Laurel, too. All the time. Work was her salvation. Her life. The keeper of her sanity.
“Do you ever get mad?”
He fr
owned, putting a bite into his mouth with deliberation and chewing slowly. “Sure.”
“At God for taking him?”
“Maybe. Occasionally.” He wasn’t meeting her eyes.
“At Paul?”
“No.”
Laurel swallowed a lump of guilt. “Never?”
“Never.” He glanced up then. “Do you?”
She didn’t know what to say. She couldn’t lie to him, but was ashamed to tell him the truth.
“Sometimes.” She blinked back tears that didn’t come as readily these days as they had during that first year. “I just get so mad at him for not hanging on, for letting fate take him away, for not choosing to stay with me....”
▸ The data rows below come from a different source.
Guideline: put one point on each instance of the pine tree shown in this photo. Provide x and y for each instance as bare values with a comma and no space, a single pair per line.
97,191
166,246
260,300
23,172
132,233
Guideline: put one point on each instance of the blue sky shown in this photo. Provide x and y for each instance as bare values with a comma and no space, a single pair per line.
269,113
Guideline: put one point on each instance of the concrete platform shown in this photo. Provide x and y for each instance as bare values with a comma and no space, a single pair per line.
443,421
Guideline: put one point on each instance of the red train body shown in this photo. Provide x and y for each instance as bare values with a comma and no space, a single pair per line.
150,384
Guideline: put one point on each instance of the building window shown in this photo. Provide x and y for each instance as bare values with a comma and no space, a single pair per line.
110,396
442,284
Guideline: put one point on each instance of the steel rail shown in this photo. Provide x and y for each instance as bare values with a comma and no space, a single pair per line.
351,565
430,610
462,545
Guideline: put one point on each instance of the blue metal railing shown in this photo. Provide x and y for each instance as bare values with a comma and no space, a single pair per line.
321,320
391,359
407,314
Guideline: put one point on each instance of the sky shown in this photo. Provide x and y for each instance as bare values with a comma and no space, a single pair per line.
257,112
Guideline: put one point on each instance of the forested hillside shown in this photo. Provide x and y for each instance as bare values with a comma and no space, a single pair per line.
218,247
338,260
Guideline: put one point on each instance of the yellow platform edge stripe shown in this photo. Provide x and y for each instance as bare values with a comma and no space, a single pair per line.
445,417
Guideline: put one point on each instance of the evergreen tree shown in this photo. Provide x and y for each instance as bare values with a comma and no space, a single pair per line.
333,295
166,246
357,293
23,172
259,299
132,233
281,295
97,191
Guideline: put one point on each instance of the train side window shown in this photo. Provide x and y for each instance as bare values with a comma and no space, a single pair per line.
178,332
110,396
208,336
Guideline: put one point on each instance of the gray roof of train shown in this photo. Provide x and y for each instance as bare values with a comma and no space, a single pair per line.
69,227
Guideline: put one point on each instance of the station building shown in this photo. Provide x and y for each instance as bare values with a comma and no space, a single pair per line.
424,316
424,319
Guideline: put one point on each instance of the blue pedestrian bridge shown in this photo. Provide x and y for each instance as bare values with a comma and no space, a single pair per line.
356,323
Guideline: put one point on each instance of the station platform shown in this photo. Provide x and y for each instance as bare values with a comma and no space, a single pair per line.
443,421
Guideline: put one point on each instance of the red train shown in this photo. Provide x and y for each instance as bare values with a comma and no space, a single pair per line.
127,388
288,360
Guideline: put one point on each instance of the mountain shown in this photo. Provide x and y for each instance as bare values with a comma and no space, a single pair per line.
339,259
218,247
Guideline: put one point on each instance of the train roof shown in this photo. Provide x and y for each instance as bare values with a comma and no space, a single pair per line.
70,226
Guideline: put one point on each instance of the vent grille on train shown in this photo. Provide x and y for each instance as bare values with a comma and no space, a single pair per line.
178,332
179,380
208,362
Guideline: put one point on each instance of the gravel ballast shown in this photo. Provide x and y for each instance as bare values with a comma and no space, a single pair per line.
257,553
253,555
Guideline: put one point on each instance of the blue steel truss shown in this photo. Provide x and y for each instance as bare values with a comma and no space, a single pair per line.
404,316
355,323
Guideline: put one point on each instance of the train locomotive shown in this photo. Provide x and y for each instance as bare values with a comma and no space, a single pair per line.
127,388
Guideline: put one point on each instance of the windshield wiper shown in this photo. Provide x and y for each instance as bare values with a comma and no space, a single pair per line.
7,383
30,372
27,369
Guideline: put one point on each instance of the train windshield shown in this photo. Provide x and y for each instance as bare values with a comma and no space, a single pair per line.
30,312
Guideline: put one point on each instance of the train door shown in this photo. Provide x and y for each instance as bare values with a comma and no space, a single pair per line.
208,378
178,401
Scott didn’t say anything, but his gaze was warm, not disgusted.
“Crazy, huh?” Laurel asked.
“No.” He shook his head and took another slow bite of cobbler, almost as if it were his duty to clean his plate, not because he actually wanted the dessert. “Anger is a perfectly natural phase of grief.”
She knew that. She’d learned it in her Life After Loss classes. “But it’s been three and a half years. That phase should have ended by now.”
“You still get mad at him?”
“Yeah.”
“You mad at him right now?”
His gaze held hers, leaving Laurel feeling confused—and yet more alive than she’d felt since she’d left this town devastated and unable to cope three and a half years ago.